Si le succès de Shein est avéré parmi les plus jeunes, Temu a su convaincre des consommateurs de tous âges, à l'image de Mme Silva, californienne de 65 ans, qui y a déjà passé une vingtaine de commandes.
"J'ai vu beaucoup de choses sur leur application qui était aussi sur Amazon ou d'autres revendeurs en ligne, mais tellement plus cher", explique-t-elle à l'AFP.
Stephanie Wolfe, 38 ans, a, elle, voulu tester l'application en janvier, en achetant de l'eyeliner et des bijoux. "J'ai reçu ma commande tellement vite, c'était surprenant.

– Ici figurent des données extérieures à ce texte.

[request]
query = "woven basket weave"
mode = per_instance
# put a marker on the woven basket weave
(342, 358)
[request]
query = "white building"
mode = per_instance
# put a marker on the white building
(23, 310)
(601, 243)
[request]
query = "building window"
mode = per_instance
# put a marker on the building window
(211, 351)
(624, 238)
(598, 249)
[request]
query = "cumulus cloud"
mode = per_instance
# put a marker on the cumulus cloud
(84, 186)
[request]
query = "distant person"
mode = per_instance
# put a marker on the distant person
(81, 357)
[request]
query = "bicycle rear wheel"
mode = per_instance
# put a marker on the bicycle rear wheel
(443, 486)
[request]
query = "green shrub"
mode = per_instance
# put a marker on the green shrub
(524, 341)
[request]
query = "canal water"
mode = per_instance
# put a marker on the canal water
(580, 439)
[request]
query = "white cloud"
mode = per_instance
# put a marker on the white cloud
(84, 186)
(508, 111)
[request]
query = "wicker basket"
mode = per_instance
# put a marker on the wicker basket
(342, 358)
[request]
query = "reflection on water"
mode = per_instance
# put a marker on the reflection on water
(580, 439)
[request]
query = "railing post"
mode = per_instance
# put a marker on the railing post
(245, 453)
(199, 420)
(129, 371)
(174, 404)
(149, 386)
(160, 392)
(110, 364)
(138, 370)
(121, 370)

J'ai pu constater que le service était correct, j'ai donc commandé à nouveau".
Une publicité de Temu durant le Super Bowl, la finale du championnat de football américain, en février, a renforcé sa conviction: "je me suis dit +tiens! mais c'est ce que j'utilise!+, et j'ai pu constater qu'elle avait gagné en popularité depuis".

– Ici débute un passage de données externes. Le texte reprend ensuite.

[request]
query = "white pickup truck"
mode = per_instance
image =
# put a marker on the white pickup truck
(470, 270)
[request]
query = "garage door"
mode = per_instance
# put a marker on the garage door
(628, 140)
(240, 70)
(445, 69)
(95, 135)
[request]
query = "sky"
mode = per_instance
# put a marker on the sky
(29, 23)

Non sans raison: les téléchargements ont explosé le jour du Super Bowl, selon Sensor Tower.
- Liens avec la Chine -
Alors que les entreprises américaine de mode cherchent à moins produire en Chine, inquiètes des tensions grandissantes entre les deux pays, Shein ou Temu y voient au contraire une opportunité, estime Sheng Lu, professeur en études de la mode et de l'habillement à l'Université du Delaware.
Les deux applications se fournissent en Chine et Temu expédie même ses produits directement depuis l'Empire du Milieu, à la différence d'Amazon qui s'appuie sur ses centres régionaux de distribution aux États-Unis, décrit-il.

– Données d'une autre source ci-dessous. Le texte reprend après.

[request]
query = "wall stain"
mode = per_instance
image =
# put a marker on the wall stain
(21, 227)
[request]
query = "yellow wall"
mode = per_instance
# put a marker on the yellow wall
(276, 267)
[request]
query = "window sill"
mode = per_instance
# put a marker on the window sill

Cette stratégie permet à Temu de s'appuyer sur la capacité de la Chine à produire des vêtements variés, en petite quantité et à bas prix, tout en profitant de certaines dispositions américaines, comme l'absence de taxes à l'importation pour les produits de faible valeur.
Selon M. Lu, Shein s'appuie également sur l'intelligence artificielle et l'étude des données "afin de mieux connaître les habitudes et mode de vie des consommateurs et ainsi s'adapter à la demande".
- Surveillance accrue -
Mais cet envol des applications chinoises s'est accompagné d'une surveillance à laquelle Temu risque d'être à son tour confrontée.
En 2021, l'ONG Public Eye a révélé que certains ouvriers répondant aux commandes de Shein travaillaient entre 11 et 13 heures par jour mais aussi qu'elle participait au gaspillage de plus en plus dénoncé dans la mode.
"Par ailleurs, comme pour TikTok, le développement rapide de Shein et Temu a entraîné la collecte d'une quantité importante de données personnelles d'Américains", rappelle Sheng Lu.
Accusée d'être un risque pour la sécurité nationale et la santé mentale, TikTok tente d'éviter une interdiction pure et simple sur le sol américain.
Mais "se concentrer sur la nationalité d'une entreprise est un critère grossier" quand on parle de risques de sécurité, estime le professeur du Georgia Institute of Technology Milton Mueller.
Une étude coréalisée par M. Mueller et publiée en janvier a ainsi estimé que "les données collectées par TikTok présentaient un risque de sécurité uniquement si elles provenaient de personnes dont les fonctions se rapportaient à la sécurité nationale et que leur utilisation de l'application exposait des données sensibles", un risque "qui pouvait exister sur n'importe quel réseau social".
Compte tenu de la quantité de données disponibles sur les réseaux sociaux, la Chine n'a pas besoin de pouvoirs spécifiques sur ByteDance, la maison mère de TikTok, pour les récupérer, insiste l'étude.
En attendant, les consommateurs américains préfèrent ignorer les risques en matière de sécurité.
"Je prends des précautions, je ne suis pas inquiète", affirme ainsi Stephanie Wolfe, précisant utiliser PayPal pour ses paiements et un VPN pour se connecter.